Machine Learning Components
Run ML Notebook Component
Note
The "Run ML Notebook" component allows you to trigger a Jupyter Notebook from inside the Analysis UI. This allows you to extend your Analysis with custom calculations, e.g. running an automated Root Cause Analysis, where the calculations happen in Python and the results are shown to the Business User in the Analysis UI.
Settings
After dragging the component into the canvas, select the name of the Workbench and the Notebook inside this Workbench that you want to run. After that, hit the run button on the component and the Notebook is executed.
Passing Parameters
When you press the run button, the component is passing a couple of parameters to the Notebook which can be used in variables in Python. The parameters are:
variables: Passed as JSON string. Note: When passing PQL as a variable, you need to evaluate it on the Python side with pycelonis. Refer to the pycelonis documentation here.

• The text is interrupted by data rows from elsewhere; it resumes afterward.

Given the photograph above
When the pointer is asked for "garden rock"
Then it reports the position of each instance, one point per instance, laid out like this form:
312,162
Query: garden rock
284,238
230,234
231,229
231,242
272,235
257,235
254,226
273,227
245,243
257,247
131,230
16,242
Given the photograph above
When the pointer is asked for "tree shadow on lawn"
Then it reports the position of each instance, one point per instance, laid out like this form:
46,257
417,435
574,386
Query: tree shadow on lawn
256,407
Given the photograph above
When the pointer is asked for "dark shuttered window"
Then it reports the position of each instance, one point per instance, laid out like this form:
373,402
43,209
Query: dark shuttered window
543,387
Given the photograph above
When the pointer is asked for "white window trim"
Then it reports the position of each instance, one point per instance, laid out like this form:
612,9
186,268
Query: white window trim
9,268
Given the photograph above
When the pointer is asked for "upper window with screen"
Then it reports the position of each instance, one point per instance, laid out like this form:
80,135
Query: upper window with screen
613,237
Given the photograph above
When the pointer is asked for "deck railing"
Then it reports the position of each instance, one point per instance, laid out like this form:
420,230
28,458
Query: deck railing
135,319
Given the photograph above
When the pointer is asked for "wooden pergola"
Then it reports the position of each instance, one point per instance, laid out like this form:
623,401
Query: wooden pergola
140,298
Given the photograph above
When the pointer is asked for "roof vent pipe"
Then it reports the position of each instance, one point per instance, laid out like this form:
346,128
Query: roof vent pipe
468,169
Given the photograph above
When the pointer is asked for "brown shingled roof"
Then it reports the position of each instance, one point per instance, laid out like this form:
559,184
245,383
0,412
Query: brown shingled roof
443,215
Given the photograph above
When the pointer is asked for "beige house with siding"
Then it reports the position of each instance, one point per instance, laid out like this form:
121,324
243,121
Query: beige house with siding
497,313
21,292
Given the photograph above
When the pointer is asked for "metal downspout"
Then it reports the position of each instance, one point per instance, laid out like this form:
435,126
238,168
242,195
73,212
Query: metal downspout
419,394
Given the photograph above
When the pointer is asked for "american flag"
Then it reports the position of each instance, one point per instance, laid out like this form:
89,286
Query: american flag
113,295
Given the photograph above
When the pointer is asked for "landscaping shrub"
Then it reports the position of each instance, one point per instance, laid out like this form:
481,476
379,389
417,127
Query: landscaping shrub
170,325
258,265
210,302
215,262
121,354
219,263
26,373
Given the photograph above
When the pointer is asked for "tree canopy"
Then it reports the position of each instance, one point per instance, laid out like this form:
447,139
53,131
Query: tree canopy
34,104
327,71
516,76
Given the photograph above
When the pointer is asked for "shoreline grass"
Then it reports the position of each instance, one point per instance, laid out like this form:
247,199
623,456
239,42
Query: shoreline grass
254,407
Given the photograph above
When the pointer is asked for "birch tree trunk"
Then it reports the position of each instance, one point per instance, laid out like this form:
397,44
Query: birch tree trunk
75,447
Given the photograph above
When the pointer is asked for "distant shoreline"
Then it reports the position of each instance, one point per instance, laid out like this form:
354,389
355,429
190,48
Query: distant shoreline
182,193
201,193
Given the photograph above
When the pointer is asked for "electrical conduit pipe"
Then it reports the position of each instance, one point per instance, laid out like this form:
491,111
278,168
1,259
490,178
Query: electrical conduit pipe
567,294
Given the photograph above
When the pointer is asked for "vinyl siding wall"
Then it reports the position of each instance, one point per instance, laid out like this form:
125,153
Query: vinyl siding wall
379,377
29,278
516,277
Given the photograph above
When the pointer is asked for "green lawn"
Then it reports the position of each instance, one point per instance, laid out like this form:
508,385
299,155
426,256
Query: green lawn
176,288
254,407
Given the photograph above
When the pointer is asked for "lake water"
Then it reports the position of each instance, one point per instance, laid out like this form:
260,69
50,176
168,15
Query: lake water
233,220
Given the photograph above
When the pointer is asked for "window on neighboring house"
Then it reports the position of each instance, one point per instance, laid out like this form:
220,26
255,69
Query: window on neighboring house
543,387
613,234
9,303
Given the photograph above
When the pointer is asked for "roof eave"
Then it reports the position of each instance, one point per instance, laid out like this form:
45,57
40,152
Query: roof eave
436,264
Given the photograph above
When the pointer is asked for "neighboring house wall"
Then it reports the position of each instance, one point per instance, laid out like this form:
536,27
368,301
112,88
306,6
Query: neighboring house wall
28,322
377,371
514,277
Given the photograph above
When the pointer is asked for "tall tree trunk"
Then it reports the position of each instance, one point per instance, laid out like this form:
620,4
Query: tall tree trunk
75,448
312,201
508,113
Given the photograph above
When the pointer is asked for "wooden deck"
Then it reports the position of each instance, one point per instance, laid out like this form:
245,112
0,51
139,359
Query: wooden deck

sheetId: This is the identifier of the Sheet where the component was executed from.
dataModel_id: This is the identifier of the Datamodel that is used in the Analysis.
queries: These are the user selections (filters) that are applied at the time the execution was started.
analysis_id: The identifier of the Analysis.
Using Parameters in a Jupyter Notebook
When developing your Python code, you can define default values for the parameters. To do this, tag the first cell of your Notebook with the Tag "parameters" and set default values in this cell. While developing and running the code from Jupyter, these values will be used. When you are calling the Notebook from the ML component, the default values will be overwritten by the ones passed by the component.